When I noticed the article published on Wednesday in the Santa Barbara Independent widely publicizing the S.B. Bowl’s warning that any transferred Paul McCartney tickets would not be honored, I was compelled to write an email to the Bowl.

The process for acquiring tickets was on the surface welcomed and well thought out; it promised the idea that tickets would be acquirable in a fair and equitable way. Many of my friends and colleagues entered the lottery; not all of us got an award.

However, the actual process on the morning of the ticket sale suggested that some automated or bot process was at work actively competing to secure a transaction. In short, once verified and entering the system, the ticket selections would disappear when making the actual commitment to transaction, forcing the user to reselect another set of two seats and be denied again. The competition for the seats was digitally working faster than the app or a human set of clicks. My experience was extremely disappointing as I was unable to actually transact and buy two tickets after at least 8-10 different selections, all in a 10-minute span of total time. I finally received a generated error message that the seats were no longer available.

While I continued to try, the error message eventually changed that there were no longer any tickets available. And I continued to try periodically through the day until the “purchase time frame” was over at 10 p.m. All of my friends who received a lottery award did not get tickets.

I sincerely implore you to deny entry to ticket holders that cannot show their matching identification, with a photo ID, for one of the two ticket holders. I would ask the Bowl to inform participants in the original lottery process how many lottery awarders have actually completed a purchase of a ticket (90%?, 80%?) to prove transparency in its methods. The process is very suspect or remains exposed to have your everyday fan and S.B. Bowl patron left on the sidelines because automated and coordinated ticket resellers have more sophisticated technologies that break through a well intended set of tools.
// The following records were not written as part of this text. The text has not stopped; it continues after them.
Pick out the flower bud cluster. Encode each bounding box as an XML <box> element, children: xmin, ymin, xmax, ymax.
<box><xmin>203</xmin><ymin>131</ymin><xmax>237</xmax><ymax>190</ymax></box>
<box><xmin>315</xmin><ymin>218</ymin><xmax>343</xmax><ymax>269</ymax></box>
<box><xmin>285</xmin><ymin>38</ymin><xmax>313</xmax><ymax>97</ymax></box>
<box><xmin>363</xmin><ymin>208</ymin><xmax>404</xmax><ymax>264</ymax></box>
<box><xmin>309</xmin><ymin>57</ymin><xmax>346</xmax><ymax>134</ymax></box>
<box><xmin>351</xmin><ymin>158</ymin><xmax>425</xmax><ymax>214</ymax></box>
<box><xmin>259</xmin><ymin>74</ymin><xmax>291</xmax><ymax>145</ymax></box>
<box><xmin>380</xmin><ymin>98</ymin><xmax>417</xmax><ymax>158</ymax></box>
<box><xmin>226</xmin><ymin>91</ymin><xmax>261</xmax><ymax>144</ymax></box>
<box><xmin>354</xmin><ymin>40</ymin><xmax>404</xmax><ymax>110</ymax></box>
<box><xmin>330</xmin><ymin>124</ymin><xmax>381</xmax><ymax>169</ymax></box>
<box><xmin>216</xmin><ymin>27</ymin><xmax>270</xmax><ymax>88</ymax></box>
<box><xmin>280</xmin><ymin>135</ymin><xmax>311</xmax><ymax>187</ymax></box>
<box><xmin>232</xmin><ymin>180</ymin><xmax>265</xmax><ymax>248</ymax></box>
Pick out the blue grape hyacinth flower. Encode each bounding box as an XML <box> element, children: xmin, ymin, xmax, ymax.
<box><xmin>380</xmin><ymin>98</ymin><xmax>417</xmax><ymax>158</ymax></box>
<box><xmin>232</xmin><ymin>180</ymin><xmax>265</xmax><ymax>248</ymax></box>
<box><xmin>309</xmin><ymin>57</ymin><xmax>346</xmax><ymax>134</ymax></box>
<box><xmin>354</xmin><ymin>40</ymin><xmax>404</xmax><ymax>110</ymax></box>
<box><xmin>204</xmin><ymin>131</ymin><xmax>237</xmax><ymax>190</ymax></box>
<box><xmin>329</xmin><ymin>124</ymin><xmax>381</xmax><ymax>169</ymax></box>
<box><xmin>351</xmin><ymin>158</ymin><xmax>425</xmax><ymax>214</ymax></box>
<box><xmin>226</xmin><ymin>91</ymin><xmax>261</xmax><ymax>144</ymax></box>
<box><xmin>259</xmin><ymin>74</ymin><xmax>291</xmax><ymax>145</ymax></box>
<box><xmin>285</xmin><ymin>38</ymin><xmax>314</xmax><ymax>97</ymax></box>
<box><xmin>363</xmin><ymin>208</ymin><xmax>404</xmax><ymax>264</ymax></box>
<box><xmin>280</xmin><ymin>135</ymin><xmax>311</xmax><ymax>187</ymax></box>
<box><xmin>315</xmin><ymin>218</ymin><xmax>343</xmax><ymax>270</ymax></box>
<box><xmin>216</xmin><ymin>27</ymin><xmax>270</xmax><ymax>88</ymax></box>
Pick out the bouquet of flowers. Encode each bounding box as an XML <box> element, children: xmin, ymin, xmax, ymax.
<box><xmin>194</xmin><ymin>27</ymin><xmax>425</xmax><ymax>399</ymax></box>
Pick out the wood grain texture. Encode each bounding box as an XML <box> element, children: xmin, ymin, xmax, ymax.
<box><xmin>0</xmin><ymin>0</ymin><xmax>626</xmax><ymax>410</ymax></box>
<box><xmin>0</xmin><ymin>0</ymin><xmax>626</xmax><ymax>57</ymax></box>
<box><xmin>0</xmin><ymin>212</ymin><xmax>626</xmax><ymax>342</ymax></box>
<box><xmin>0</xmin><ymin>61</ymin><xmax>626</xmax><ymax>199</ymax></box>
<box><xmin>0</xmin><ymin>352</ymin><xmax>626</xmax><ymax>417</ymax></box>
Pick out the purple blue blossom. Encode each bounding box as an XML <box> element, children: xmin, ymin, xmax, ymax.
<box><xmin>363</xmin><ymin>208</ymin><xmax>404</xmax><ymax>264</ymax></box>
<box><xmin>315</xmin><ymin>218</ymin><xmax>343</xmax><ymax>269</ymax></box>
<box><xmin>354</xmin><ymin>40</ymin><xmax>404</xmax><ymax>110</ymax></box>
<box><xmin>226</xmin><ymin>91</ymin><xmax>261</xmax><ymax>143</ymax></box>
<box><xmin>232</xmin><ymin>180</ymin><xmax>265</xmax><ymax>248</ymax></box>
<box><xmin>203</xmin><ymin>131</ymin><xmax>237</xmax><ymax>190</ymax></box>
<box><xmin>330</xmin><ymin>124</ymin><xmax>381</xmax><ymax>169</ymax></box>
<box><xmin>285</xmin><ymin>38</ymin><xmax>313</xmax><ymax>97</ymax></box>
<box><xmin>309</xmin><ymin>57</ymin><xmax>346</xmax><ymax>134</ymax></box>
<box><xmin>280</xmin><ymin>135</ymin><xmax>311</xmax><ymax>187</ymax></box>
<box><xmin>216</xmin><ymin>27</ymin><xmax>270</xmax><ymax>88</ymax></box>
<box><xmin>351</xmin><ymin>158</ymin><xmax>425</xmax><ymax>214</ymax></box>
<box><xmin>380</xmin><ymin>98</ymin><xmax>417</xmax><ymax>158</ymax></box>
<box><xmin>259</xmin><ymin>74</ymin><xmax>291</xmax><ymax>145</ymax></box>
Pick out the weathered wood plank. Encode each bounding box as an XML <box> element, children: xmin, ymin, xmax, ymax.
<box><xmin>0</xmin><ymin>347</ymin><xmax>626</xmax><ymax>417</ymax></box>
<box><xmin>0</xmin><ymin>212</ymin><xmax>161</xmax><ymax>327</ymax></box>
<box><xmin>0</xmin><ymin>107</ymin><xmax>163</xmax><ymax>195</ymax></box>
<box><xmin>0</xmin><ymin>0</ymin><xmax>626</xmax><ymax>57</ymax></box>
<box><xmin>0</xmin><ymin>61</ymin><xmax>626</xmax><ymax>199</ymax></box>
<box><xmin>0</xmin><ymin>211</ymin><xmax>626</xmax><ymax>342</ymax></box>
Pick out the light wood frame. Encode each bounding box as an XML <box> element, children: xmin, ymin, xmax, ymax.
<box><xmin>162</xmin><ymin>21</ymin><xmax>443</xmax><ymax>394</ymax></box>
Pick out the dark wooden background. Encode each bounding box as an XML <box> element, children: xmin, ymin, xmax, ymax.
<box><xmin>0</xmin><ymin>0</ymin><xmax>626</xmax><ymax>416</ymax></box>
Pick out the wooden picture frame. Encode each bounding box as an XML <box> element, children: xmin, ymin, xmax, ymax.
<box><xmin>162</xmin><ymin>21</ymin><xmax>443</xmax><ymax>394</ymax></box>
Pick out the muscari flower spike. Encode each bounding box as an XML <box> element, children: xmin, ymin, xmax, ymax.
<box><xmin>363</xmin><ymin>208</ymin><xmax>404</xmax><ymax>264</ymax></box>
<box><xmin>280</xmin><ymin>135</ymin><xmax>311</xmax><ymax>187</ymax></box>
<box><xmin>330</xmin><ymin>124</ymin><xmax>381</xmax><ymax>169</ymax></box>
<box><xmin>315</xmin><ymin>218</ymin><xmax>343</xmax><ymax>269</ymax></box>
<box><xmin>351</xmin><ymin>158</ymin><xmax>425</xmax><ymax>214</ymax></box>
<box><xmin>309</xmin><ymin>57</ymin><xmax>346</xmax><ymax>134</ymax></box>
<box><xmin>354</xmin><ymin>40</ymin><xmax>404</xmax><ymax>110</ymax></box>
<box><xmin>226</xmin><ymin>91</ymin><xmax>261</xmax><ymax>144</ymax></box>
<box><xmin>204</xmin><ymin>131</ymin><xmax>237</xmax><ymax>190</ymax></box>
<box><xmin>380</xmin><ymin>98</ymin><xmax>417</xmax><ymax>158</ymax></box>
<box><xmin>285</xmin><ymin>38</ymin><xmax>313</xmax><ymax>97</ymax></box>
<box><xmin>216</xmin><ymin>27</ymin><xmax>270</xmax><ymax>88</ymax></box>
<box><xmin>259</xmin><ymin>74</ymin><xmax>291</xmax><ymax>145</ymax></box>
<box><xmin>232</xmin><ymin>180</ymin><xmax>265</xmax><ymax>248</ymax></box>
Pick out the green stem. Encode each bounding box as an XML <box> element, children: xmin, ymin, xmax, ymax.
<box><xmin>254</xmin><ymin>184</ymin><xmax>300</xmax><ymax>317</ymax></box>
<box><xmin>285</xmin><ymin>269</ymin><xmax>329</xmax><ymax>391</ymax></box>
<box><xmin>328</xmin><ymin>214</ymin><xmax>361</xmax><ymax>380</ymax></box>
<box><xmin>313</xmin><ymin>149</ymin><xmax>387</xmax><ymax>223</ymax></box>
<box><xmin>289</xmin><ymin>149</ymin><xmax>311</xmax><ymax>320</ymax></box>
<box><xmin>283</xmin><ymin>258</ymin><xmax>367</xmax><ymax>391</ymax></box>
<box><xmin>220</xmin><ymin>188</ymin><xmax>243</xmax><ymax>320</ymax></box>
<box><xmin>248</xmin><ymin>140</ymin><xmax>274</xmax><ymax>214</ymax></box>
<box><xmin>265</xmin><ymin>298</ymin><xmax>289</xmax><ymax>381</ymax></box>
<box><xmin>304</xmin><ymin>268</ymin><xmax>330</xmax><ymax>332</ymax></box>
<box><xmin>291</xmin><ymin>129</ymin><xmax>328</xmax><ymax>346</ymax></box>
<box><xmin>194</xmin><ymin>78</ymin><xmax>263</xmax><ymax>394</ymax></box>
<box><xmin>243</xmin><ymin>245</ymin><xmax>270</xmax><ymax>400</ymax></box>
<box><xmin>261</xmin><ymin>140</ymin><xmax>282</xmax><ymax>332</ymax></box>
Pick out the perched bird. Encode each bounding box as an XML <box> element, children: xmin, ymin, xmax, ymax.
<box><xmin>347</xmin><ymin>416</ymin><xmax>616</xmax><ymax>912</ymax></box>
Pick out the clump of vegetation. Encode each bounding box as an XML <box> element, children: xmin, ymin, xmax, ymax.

Your security tonight will have a difficult job for ticket holders who may have paid significantly for tickets who legitimately should be turned away. And you may risk a stadium that is not actually at capacity for what might be a historic evening. I hope you can bring these kinds of artists to the Bowl in the future. I just wish that locals can actually attend without extreme expense or extreme disappointment.

Elizabeth Orona is a local, a member of the Solvang City Council, and a Beatles fan.